Алексей Антошин: Да, фигура Мухаммада Али занимает особое место в египетской истории. Известно, что многими в современном Египте именно он воспринимается как основатель новой [301] национальной государственности. Как известно, начало его политической карьеры удивительно. Ведь, родившись в 1769 году в албанской семье в Македонии, он до 30-летнего возраста занимался торговлей табаком и не помышлял о политике! И только Франко-турецкая война 1798-1801 годов, знаменитый поход Наполеона Бонапарта в Египет, сделала Мухаммада Али сначала командиром албанского отряда, а уже через семь лет — хедивом Египта. Как часто бывает в эпоху крутых перемен, на гребне волны оказался талантливый, волевой, амбициозный человек. Это была действительно незаурядная личность, умевшая мыслить по-новому, отказывавшаяся от многих стереотипов. Этот человек более 40 лет правил Египтом, внес решающий вклад в его преобразование, модернизацию облика его городов. И именно такая личность, как Мухаммад Али, мог решиться на столь дерзкий шаг — развитие с помощью России национальной золотодобывающей промышленности. Не случайно вскоре после смерти преобразователя Египта была закрыта и построенная уральскими мастерами золотопромывальная фабрика.

Евгений Рукосуев: При этом следует отметить, что у Египта не было реальной альтернативы России в качестве партнера по развитию золотодобычи. До 1848 года, до начала Калифорнийской «золотой лихорадки», Россия действительно занимала лидирующие позиции в мире в сфере добычи этого драгоценного металла. Вот после 1848 года ситуация стала меняться: началась активная добыча золота в Северо-Американских Соединенных Штатах, позднее — в Южной Африке, Австралии, Новой Зеландии. Но в середине 40-х годов XIX века Мухаммад Али был ограничен в выборе партнера, несмотря на то, что отношения в предшествующий период с Россией складывались у него непросто, достаточно вспомнить, что между Египтом и Российской империей во время правления Николая I дважды происходили вооруженные конфликты: первый раз 8 (20) октября 1827 года в морском сражении в Наваринской бухте между турецко-египетском флотом и соединенным флотом России, Великобритании и Франции, когда турецко-египетский флот был полностью уничтожен; второй раз во время Турецко-египетской войны 1831-1833 годов, когда высадка русского десанта в Константинополе фактически помешала Египту разбить Турцию и тем самым спасла и Османскую империю, и султана Махмуда II.

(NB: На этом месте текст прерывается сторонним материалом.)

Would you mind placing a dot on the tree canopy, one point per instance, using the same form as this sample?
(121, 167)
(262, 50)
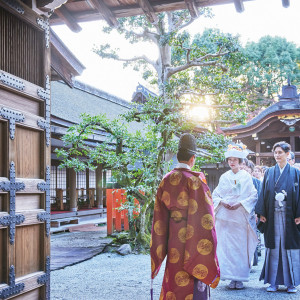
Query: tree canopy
(270, 63)
(209, 71)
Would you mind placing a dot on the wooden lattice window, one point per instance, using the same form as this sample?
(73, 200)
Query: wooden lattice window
(21, 49)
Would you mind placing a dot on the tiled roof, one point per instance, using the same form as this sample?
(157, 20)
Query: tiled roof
(289, 101)
(69, 103)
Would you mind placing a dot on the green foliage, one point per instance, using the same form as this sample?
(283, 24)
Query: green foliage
(215, 144)
(270, 62)
(187, 70)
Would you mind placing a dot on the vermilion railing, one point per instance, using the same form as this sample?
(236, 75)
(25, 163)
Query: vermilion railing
(115, 217)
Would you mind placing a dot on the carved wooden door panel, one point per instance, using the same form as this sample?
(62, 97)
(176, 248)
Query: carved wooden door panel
(24, 153)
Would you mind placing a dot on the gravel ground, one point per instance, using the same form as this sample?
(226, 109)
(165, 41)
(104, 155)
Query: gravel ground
(114, 277)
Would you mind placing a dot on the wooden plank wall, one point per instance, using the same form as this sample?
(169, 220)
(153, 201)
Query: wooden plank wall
(24, 60)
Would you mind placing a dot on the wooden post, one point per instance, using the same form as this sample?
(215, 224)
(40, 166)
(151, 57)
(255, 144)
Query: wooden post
(99, 188)
(73, 198)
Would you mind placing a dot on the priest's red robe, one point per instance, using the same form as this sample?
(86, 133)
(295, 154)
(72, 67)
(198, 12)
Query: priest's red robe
(183, 229)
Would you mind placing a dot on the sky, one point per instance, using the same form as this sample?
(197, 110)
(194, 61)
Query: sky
(260, 18)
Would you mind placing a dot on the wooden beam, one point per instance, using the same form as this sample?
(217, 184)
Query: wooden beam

Однако, при чтении Вашей книги у меня возник еще один вопрос: как воспринимало египетских партнеров русское правительство? Как относилась к приехавшим на Урал инженерам горная администрация? Честно говоря, удивляет тот факт, что квалифицированным специалистам, инженерам, обучавшимся в Германии, были выданы при их возвращении домой не чертежи, а макеты станков для промывки золотоносных песков! [302]

Алексей Антошин: Согласен с Вами. При работе с документами у меня возникло аналогичное чувство. Складывается ощущение, что они воспринимались как люди, которым надо показать работу предприятия по добыче золота, начиная с самых азов. Ведь в Березовском, например, Али Мухаммад Ибрахим и Исса ад-Дашури непосредственно работали на вашгерде, как простые мастеровые. Конечно, круг их обязанностей в период уральской стажировки не вполне соответствовал статусу инженеров, который они имели, получив образование в Германии.

Евгений Рукосуев: Обратимся к «ответной» экспедиции россиян в Египет. Каков был ее состав, как она была оснащена, кто финансировал эту акцию?

Алексей Антошин: «Русская часть» экспедиции была весьма небольшой по количеству участников. Как свидетельствуют записки ее начальника Е. П. Ковалевского, помимо него самого в состав экспедиции входили биолог Л. С. Ценковский, а также два уральских штейгера — Иван Бородин и Иван Фомин [Ковалевский, 1872, с. 45]. Кроме того, в Египте к ним присоединились французский художник, переводчик-араб, врач, а в качестве своеобразного «начальника охраны» — подполковник-черкес. Несколько последних участников, вместе с множеством слуг, были переданы экспедиции лично Мухаммадом Али. Он же заранее отправил необходимые для строительства фабрики материалы в район Фазугли. Е. П. Ковалевский в своих записках не раз отмечает, что правитель Египта очень внимательно относился к подготовке экспедиции, вникал в мельчайшие детали, о которых забывал порой сам русский горный инженер. Однако о том, что правительство Египта непосредственно финансировало поездку русских специалистов в район Фазугли, ни Е. П. Ковалевский, ни Иван Бородин не упоминают. Между тем, как показано в моей книге, правительство Николая I взяло на себя финансирование пребывания египетских инженеров в России. Кроме того, отправлявшаяся в Африку группа Е. П. Ковалевского получила при отъезде из Златоуста большую сумму денег, которую, очевидно, им выделили как для поездки по России, так и для обеспечения их пребывания в Египте.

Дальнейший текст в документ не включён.